Lambton Shores Mayor Bill Weber says an agreement has been reached to prevent vehicles from driving on Centre Ipperwash beach this summer.
The agreement was reached by members of a working group of government and community representatives formed after the Chippewas of Kettle and Stony Point First Nation removed traffic barricades at the Lake Huron beach in December, saying it hadn’t been consulted when the province government installed the barriers more than 40 years ago and cut off an “historic trail” between Kettle Point and Stony Point.
“We have agreement, consensus, by all the parties of our working group that there will be no vehicles driving on the beach for 2015,” Weber said.
The working group that began meeting in January includes representatives of Ontario’s Ministry of Aboriginal Affairs, the Ministry of Natural Resources, the First Nation, the Centre Ipperwash Community Association (CICA), Lambton Shores and the St. Clair Region Conservation Authority.
All of the participants, “are onside with proceeding this way,” Weber said.
“We have a lot of details to still work out on how everything is going to work, what type of signage will be there, what type of controls there will be.”
West Ipperwash Beach will continue to operate with paid parking, as it did last year, Weber said.
“We’ve come a long way,” he said.
“I’m very, very pleased with the way the group has worked together, and with the outcome.”
While there are details to still be worked out, “we hope this takes away the unknown for what’s happening this summer,” Weber said.
The Centre Ipperwash Community Association has organized a public meeting Sunday, 1 p.m. to 4 p.m., at the Port Franks Community Centre.
Association member Mark Lindsay said representatives from Kettle and Stony Point, Lambton Shores, the Ministry of Natural Resources and the OPP are scheduled to attend, and residents are being invited out to speak with them.
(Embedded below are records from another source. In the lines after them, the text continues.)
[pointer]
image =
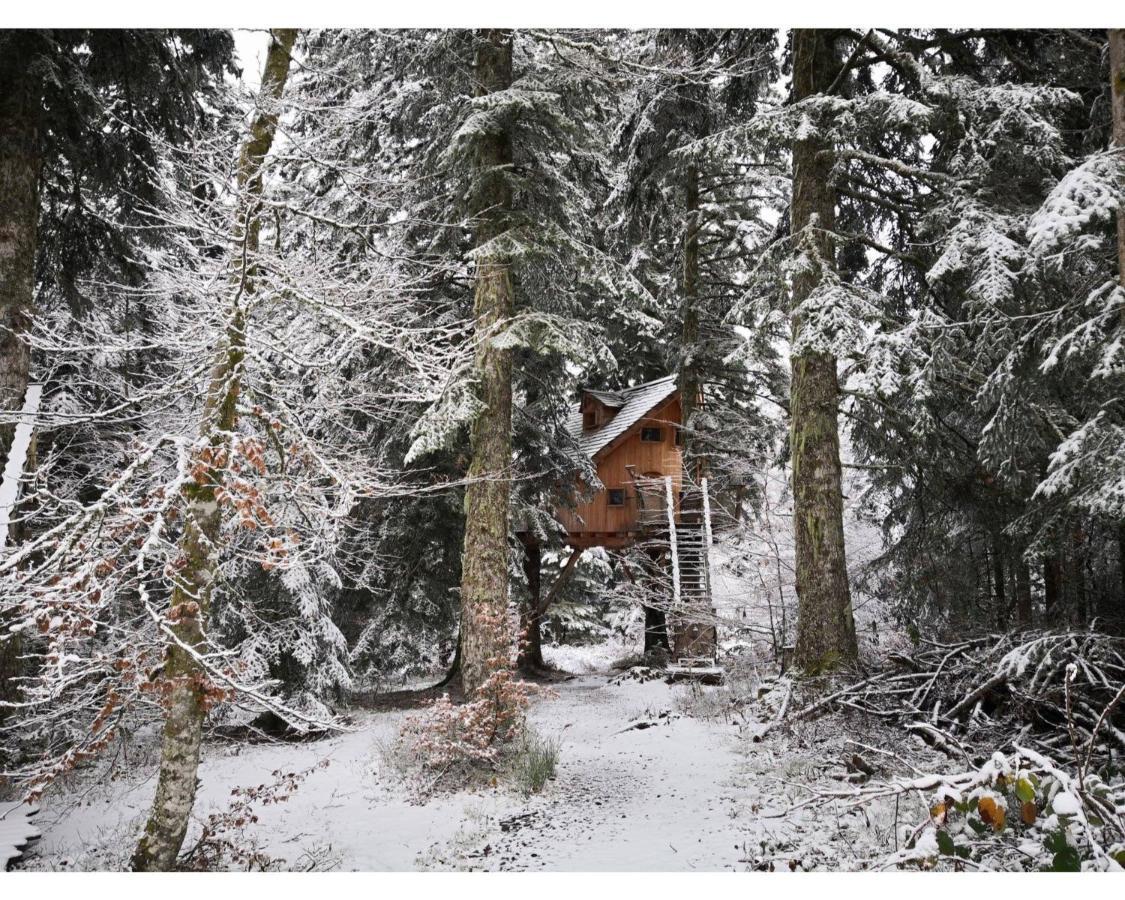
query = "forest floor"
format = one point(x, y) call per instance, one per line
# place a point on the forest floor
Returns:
point(651, 776)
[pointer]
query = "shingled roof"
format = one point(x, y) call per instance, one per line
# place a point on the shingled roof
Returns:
point(636, 402)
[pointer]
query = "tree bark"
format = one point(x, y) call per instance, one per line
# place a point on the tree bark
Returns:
point(183, 680)
point(1117, 99)
point(656, 630)
point(531, 645)
point(1023, 594)
point(825, 628)
point(998, 581)
point(20, 162)
point(690, 383)
point(485, 641)
point(1052, 588)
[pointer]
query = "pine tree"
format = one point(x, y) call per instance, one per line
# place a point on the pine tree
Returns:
point(825, 626)
point(484, 563)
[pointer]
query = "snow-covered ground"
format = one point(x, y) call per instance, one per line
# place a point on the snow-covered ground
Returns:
point(651, 776)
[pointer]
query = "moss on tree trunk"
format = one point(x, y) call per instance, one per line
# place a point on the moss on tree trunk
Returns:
point(825, 628)
point(484, 561)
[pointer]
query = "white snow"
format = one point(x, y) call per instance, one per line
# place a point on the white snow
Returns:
point(1065, 803)
point(17, 459)
point(641, 785)
point(16, 830)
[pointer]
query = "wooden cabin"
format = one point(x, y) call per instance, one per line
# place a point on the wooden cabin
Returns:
point(632, 437)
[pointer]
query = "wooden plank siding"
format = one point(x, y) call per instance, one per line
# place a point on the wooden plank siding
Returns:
point(596, 523)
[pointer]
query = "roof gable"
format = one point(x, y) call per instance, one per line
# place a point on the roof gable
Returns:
point(636, 402)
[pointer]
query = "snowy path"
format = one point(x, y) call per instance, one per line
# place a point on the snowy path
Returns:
point(639, 788)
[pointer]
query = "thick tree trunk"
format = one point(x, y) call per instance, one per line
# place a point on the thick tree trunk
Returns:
point(485, 641)
point(690, 381)
point(1023, 594)
point(825, 628)
point(1117, 95)
point(186, 682)
point(19, 217)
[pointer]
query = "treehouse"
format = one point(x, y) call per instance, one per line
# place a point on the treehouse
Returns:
point(633, 438)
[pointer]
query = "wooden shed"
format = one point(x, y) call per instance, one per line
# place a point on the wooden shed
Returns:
point(632, 437)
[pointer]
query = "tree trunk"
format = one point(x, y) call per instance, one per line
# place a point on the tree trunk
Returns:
point(1117, 97)
point(485, 641)
point(1023, 594)
point(19, 217)
point(185, 681)
point(690, 383)
point(656, 630)
point(1052, 588)
point(531, 644)
point(1000, 597)
point(825, 628)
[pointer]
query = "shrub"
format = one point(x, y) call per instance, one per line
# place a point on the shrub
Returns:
point(452, 744)
point(536, 762)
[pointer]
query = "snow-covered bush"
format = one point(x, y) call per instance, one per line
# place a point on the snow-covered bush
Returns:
point(1018, 811)
point(453, 744)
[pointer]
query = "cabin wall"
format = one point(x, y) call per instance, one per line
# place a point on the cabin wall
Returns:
point(664, 458)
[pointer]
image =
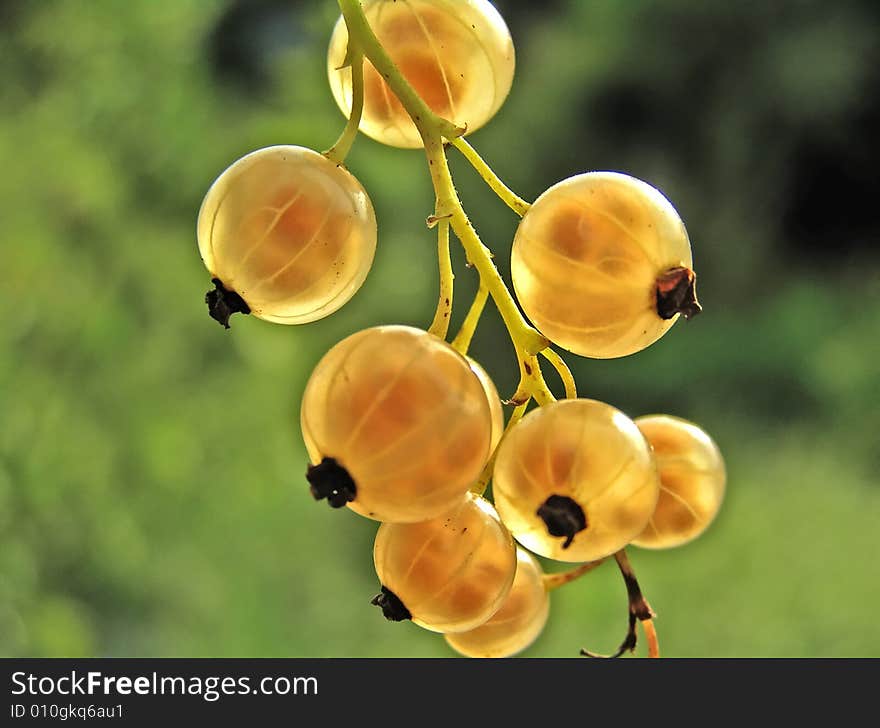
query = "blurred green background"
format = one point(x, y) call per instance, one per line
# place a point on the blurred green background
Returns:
point(152, 498)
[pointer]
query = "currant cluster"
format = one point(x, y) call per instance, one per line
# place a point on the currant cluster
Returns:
point(399, 424)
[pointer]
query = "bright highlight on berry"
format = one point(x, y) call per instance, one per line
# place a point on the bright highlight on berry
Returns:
point(286, 235)
point(496, 412)
point(447, 574)
point(456, 54)
point(601, 264)
point(692, 481)
point(396, 424)
point(401, 426)
point(575, 480)
point(517, 623)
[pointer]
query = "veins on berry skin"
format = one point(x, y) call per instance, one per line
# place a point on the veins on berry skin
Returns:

The agreement for the coming summer for the beach stretching from West Ipperwash Road to Army Camp Road is “fantastic news,” Lindsay said.
“There are a lot of us who haven’t had much sleep since December, and I think we’re starting to get better sleep now that we’re not worried about the conflict.”
Weber said the agreement for this summer calls for access for emergency vehicles at the Centre Ipperwash Beach, and there is a proposal for a walking trail, possibly with signs providing historical and cultural information about the area.
He added future possibilities include the developing of a cultural and interpretive centre at the former Ipperwash Provincial Park land that is to be returned to the First Nation.
“We’re hoping to attract people back to Ipperwash beach,” Weber said.
“We’re hoping to make it a friendly, safe place for everyone to come and enjoy.”
The agreement for the coming summer is “step one,” he said.
“Relationship building is going to be a big part of what needs to happen in the short-term for a long-term solution.”
Weber said he hopes any thoughts of conflict that may have been in the air have now dissipated, “and we can move forward in a way that benefits the community.
“Neighbours working together, and building a relationship, is the goal.”